L’armée américaine prend position autour de la Libye

Le porte-avions américain Enterprise.
© AFP/JOSE JORDAN

Les Etats-Unis font monter la pression sur Kadhafi. Des forces navales et aériennes sont déployées au large de la Libye, a indiqué le Pentagone le 28 février à Washington. Officiellement, ce dispositif est déployé pour des raisons humanitaires. Mais à Genève, où elle assistait au Conseil onusien des droits de l'homme, la secrétaire d'Etat Hillary Clinton n'a pas exclu la possibilité d'une intervention militaire américaine.

Avec notre correspondant à Washington, Raphaël Reynes

Deux navires, le porte avions Enterprise et le porte-hélicoptères Keasarge sont actuellement dans la région, respectivement en mer Rouge et en Méditerranée. Les bases de la 6e Flotte de l'US Navy à Naples, en Italie, pourraient être utilisées comme point de départ de toute action militaire.

Avec ce redéploiement annoncé, les Etats-Unis affichent clairement qu'ils n'excluent aucune hypothèse. Pas même celle d'une intervention militaire. Hillary Clinton l'a encore répété, le 28 février, à Genève en marge du Conseil onusien des droits de l'homme. Mais la secrétaire d'Etat précise, tout de même, qu'aucune action militaire n'est imminente.
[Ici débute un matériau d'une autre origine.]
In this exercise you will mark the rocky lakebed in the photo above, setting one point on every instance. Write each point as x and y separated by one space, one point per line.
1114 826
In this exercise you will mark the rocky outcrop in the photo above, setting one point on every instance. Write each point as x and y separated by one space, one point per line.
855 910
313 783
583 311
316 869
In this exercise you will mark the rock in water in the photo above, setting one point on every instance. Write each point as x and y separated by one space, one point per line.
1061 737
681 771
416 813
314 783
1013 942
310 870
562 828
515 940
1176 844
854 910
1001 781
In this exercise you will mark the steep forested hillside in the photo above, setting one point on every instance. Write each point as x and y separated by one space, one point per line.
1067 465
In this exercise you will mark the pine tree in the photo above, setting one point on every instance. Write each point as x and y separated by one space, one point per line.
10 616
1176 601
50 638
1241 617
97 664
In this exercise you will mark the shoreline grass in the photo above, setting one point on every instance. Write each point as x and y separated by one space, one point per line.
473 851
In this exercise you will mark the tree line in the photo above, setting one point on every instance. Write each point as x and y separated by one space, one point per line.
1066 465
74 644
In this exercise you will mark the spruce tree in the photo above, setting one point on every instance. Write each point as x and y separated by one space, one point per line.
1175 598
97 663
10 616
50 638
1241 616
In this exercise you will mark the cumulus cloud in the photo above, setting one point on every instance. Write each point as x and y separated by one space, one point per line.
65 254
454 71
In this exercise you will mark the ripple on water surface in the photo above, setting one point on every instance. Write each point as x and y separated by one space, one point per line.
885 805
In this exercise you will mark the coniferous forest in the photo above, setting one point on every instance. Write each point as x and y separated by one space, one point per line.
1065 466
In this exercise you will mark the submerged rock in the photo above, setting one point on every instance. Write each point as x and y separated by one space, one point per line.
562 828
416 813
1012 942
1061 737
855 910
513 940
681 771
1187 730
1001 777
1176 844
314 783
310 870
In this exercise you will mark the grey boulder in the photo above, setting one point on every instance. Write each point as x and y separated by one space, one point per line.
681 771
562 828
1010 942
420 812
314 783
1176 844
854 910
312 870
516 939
Pour l'instant, ce qui est à l'étude, c'est toujours la mise en place d'une zone d'exclusion aérienne, au-dessus de la Libye. Un projet qui pourrait être mis en place avec l'aide de la France et de l'Italie.

Les Etats-Unis se disent également inquiets de la situation humanitaire dans le pays. Dix millions de dollars ont été débloqués pour des opérations d'urgence dans la région. Et deux équipes de spécialistes vont être envoyées aux frontières égyptienne et tunisienne, a annoncé Hillary Clinton. De son côté, le Trésor américain a annoncé avoir gelé 30 milliards de dollars d'avoirs financiers libyens. C'est le plus important gel de fonds jamais réalisé en vertu d'un programme de sanctions, aux Etats-Unis.
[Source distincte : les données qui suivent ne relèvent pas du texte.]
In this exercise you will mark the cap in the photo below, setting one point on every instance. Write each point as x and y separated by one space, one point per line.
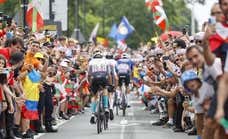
39 55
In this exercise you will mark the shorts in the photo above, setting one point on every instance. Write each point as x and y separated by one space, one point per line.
97 83
213 108
124 78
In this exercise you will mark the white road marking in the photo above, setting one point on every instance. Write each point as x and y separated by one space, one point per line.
122 132
151 122
130 114
61 122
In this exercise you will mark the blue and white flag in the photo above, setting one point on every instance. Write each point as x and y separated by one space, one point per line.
124 29
113 31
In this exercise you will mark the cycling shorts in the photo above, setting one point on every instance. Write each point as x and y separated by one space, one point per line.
97 83
124 78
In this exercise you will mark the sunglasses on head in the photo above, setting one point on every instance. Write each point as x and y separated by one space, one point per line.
198 41
216 13
40 59
51 74
34 45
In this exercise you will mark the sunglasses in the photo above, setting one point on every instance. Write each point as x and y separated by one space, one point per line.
37 46
40 59
198 41
51 74
177 60
216 13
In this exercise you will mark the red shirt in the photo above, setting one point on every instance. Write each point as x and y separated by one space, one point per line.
1 98
6 53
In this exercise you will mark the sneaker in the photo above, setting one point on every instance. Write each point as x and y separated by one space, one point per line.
27 135
10 134
159 123
53 122
168 125
178 130
17 133
32 132
40 130
64 116
111 114
92 120
192 132
107 113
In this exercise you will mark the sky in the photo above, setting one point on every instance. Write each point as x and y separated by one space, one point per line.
202 12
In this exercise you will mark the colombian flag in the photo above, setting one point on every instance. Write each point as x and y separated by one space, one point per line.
103 41
31 89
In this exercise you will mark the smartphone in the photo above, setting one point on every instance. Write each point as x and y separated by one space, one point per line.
165 58
212 20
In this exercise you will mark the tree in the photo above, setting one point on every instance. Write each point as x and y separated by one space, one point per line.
113 10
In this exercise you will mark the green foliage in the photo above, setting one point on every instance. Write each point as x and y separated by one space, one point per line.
136 12
113 10
10 7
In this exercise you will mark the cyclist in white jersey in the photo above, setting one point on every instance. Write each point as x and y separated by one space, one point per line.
113 64
99 76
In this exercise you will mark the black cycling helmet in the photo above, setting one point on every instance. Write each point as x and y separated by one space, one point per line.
109 56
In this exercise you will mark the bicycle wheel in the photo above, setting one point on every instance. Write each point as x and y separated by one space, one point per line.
99 118
98 123
117 109
105 122
123 105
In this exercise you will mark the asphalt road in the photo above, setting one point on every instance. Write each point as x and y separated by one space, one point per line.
136 125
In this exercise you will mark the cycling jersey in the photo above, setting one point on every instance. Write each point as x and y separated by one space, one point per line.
98 68
124 66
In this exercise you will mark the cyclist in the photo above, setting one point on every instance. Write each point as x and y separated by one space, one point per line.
99 76
114 79
124 71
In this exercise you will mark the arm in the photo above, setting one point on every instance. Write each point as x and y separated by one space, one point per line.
222 97
163 92
208 55
190 109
A Benghazi, l’éventualité d’une intervention militaire divise la population

Avec notre envoyé spécial à Benghazi

L’annonce de Washington ne fait pas l’unanimité devant le Quartier général de la révolution où se rassemblent par centaines les opposants à Mouammar Kadhafi tous les jours.

Certains estiment que seule une intervention militaire parviendra à faire tomber Kadhafi : « Si nous n’y arrivons pas tout seul, l’aide américaine sera la bienvenue », nous a dit un avocat. « Kadhafi est un serpent et les Américains peuvent lui couper la tête », a surenchéri un jeune qui collait des affiches révolutionnaires.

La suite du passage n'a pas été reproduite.